The Group publishes its financial accounts on an International Financial Reporting Standards (IFRS) basis and, at this stage, it is too early to estimate our likely provisioning requirements on this basis. We will provide a detailed update with our first quarter of 2020 results in May.
As we announced last week, the Bank’s capital adequacy ratios, funding and liquidity positions have been strong, and remaining comfortably above of minimum regulatory requirements.
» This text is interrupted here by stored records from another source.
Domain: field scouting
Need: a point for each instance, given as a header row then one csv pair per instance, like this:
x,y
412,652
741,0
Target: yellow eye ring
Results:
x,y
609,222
At 29 February 2020, the CET1, Tier 1 and total capital adequacy ratios were 12.2%, 14.2% and 18.6%, respectively, and following recently announced measures, the Bank expects the CET1, Tier 1 and Total Capital adequacy ratio requirements at 6.9%, 8.7% and 13.3%, respectively, as of 31 March 2020. The NBG has also stated its willingness, if necessary, to fully or partially release the remaining requirements of Pillar 2 capital buffers, and, again if necessary, to introduce initiatives to reduce liquidity requirements.
The NBG considers the Bank’s capital ratios to be sufficiently in excess of the expected minimum capital requirements at 31 March 2020, to be able to absorb this upfront general provision whilst maintaining a sufficiently comfortable buffer over the required minimum capital ratios. This is supported by the Group’s recent track record of strong profitability, and capacity to generate high levels of internal capital.